99 minutes/In Cinemas now/★★☆☆☆
The story: India Stoker (Mia Wasikowska) loses her dad Richard (Dermot Mulroney) in a road accident on her 18th birthday. When her charming, long-lost uncle Charlie (Matthew Goode) joins their household, it is enthralling and yet unsettling for her and her mother (Nicole Kidman). A serial killer might be on the loose but India's reaction is strangely calm.
Stoker is a psychosexual drama told as a Gothic fairy tale, and South Korean director Park Chan Wook, with his storybook visual style and fondness for the pretty and the queasy, seems to be the man to bring it to screen.
So it feels at first.
The opening of Park's first Hollywood film, flitting through the lonely childhood games of female protagonist India (Mia Wasikowska) to her father's death on her 18th birthday, sets the mood handsomely.
In a few frames, their sprawling manor transforms from a lush playground to a funeral ground - and perhaps a burial site of dark secrets.
The setting is so timeless and uncanny, it is a surprise when a character makes an allusion to the 1990s - as if a witch's spell has been broken.
India, quiet, watchful and apparently impassive in mourning, is not quite what she seems (of course).
Nor is her uncle Charlie (Matthew Goode), a mystery man who attends the funeral and stays on. Disturbingly, he appears to be flirting with his brother's widow Evie (Nicole Kidman), while casting attentive glances in India's direction.
Or is he?
Exquisite cross-cuts, flipping between the past and present, the real and imaginary, get you inside India's head and give you a sense of what she is longing for.
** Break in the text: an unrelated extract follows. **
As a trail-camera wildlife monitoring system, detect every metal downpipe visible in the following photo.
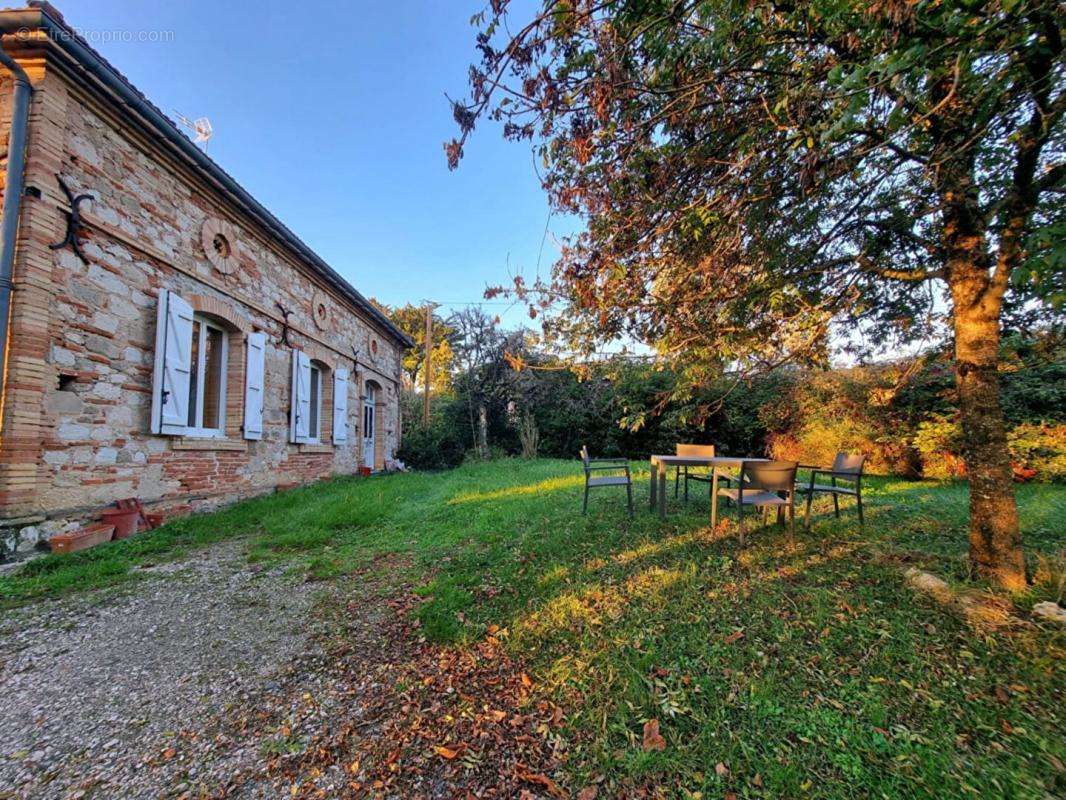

There is a feverish piano duet, which turns erotic. A wooden pencil box is slammed shut, summoning a memory of a makeshift coffin being closed.
At one point, someone is stabbed with a pencil and Park, the maestro of violence, seems to take pleasure in a scene where the bloody, unlikely weapon is sharpened, making squishing sounds as wood petals fall on a table.
However, as India's self-knowledge deepens, and sex and death move into the foreground, the slow-burning film does not quite catch fire.
Nor does it hit the emotional boiling point of Park's Korean films, which he wrote and directed, such as Oldboy (2003) and Lady Vengeance (2005), where the characters are as vivid as the dramatic interiors of their domains.
Instead, as people (including Jacki Weaver as an elderly relative) disappear in Stoker and secrets are revealed, the screenplay - by Prison Break actor Wentworth Miller - shifts to garden-variety serial-killer territory.
The tension quickly leaks out of the film and things become tepid.
Sure, it is one lovely garden. But from Park, you expect so much more.